An Early Version of the Breathalyzer was Created by a Professor at Indiana University
According to McGill University's Office of Science and Society, the early form of the breathalyzer as we know it today was created by Dr. Rolla N. Harger, a professor at the Indiana University School of Medicine in 1931. This early version, which Harger called the "Drunkometer" (which sounds more like a carnival game) used a chemical compound called, "acidified potassium permanganate" to determine if someone had been drinking. When the compound reacted with the alcohol in a person's breath, it would turn purple. The darker the purple, the more alcohol the person consumed.
Harger received a patent on his Drunkometer in 1936, and in 1938, the Indianapolis Police field tested it on New Year's Eve. No word on how many people ended up in handcuffs or rang in the new year in the old drunk tank that night.

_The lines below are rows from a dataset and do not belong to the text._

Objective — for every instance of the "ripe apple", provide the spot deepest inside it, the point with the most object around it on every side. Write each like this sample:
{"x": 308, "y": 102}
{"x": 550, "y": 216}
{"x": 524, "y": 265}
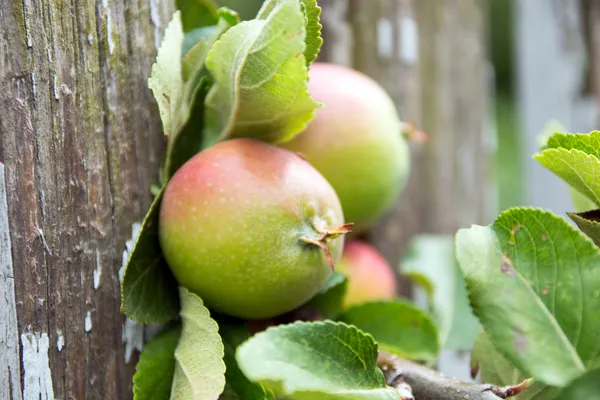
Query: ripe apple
{"x": 251, "y": 228}
{"x": 370, "y": 276}
{"x": 356, "y": 141}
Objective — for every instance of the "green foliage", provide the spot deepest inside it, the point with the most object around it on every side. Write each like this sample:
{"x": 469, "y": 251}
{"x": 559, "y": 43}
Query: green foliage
{"x": 398, "y": 328}
{"x": 496, "y": 369}
{"x": 589, "y": 223}
{"x": 235, "y": 333}
{"x": 155, "y": 369}
{"x": 575, "y": 158}
{"x": 330, "y": 299}
{"x": 431, "y": 263}
{"x": 314, "y": 41}
{"x": 149, "y": 289}
{"x": 586, "y": 387}
{"x": 532, "y": 280}
{"x": 323, "y": 360}
{"x": 260, "y": 76}
{"x": 199, "y": 368}
{"x": 180, "y": 89}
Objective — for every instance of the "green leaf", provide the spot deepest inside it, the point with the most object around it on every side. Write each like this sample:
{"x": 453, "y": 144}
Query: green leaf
{"x": 193, "y": 59}
{"x": 574, "y": 158}
{"x": 431, "y": 262}
{"x": 180, "y": 89}
{"x": 199, "y": 368}
{"x": 465, "y": 326}
{"x": 260, "y": 75}
{"x": 581, "y": 202}
{"x": 588, "y": 143}
{"x": 165, "y": 77}
{"x": 149, "y": 289}
{"x": 533, "y": 282}
{"x": 233, "y": 334}
{"x": 323, "y": 360}
{"x": 586, "y": 387}
{"x": 589, "y": 223}
{"x": 497, "y": 370}
{"x": 197, "y": 13}
{"x": 314, "y": 41}
{"x": 154, "y": 371}
{"x": 330, "y": 299}
{"x": 398, "y": 328}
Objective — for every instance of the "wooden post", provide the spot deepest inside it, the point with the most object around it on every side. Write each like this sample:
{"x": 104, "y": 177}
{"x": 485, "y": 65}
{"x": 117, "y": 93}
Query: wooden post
{"x": 80, "y": 140}
{"x": 555, "y": 63}
{"x": 430, "y": 56}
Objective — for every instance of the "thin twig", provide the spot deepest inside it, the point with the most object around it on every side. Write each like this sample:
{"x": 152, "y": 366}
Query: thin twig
{"x": 427, "y": 384}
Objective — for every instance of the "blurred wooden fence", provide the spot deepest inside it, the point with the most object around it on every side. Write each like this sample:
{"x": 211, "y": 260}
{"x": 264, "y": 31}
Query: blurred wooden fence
{"x": 431, "y": 57}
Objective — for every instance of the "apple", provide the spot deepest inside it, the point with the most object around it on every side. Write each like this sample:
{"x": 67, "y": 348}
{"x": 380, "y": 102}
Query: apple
{"x": 356, "y": 141}
{"x": 370, "y": 276}
{"x": 251, "y": 228}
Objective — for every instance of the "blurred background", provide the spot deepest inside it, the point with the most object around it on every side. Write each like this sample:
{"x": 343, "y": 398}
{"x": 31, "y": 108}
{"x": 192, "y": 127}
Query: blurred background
{"x": 540, "y": 61}
{"x": 486, "y": 79}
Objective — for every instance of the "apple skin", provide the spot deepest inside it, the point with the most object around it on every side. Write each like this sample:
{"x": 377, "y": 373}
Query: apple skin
{"x": 356, "y": 142}
{"x": 232, "y": 225}
{"x": 370, "y": 276}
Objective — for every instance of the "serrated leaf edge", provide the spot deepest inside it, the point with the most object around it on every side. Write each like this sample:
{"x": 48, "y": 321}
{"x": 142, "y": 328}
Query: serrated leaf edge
{"x": 561, "y": 150}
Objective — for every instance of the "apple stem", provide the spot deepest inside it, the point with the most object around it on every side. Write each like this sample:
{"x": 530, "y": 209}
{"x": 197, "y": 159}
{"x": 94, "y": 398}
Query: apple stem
{"x": 327, "y": 235}
{"x": 412, "y": 134}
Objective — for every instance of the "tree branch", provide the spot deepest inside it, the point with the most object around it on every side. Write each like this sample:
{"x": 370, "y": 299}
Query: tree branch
{"x": 414, "y": 381}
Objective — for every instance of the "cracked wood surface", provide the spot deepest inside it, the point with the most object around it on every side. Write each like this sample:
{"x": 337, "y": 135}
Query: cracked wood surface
{"x": 80, "y": 138}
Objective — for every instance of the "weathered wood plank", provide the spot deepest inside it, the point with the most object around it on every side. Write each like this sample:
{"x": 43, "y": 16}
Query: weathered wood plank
{"x": 81, "y": 142}
{"x": 10, "y": 373}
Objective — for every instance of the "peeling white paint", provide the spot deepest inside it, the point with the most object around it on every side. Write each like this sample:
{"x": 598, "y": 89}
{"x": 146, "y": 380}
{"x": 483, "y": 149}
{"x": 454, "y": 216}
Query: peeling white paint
{"x": 88, "y": 322}
{"x": 385, "y": 38}
{"x": 60, "y": 340}
{"x": 133, "y": 333}
{"x": 28, "y": 35}
{"x": 10, "y": 364}
{"x": 135, "y": 230}
{"x": 97, "y": 271}
{"x": 37, "y": 378}
{"x": 409, "y": 43}
{"x": 155, "y": 17}
{"x": 33, "y": 83}
{"x": 111, "y": 43}
{"x": 133, "y": 337}
{"x": 54, "y": 88}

The Evolution of the Drunkometer into the Breathalyzer
While Harger certainly got the ball rolling, it was another Indiana man who gave us the breathalyzer as we know it today. 15 years after the first successful test runs, Ft. Wayne native Robert F. Borkenstein, who had worked with Harger on the development of the Drunkometer, according to a 2002 New York Times article announcing his passing at the age of 89, tinkered with the concept and replaced the acidified potassium permanganate with potassium dichromate, and added photometer. The combination gave a more accurate blood-alcohol reading and smaller, making it easier for officers to use in the field.
The rest, as they say, is history.
It would be impossible to determine how many drunk driving-related deaths have been prevented thanks to the invention of the breathalyzer, but you have to think the possibility it has prevented some by getting intoxicated drivers off the roads certainly exists. And, that is all thanks to two men from right here in the Hoosier State.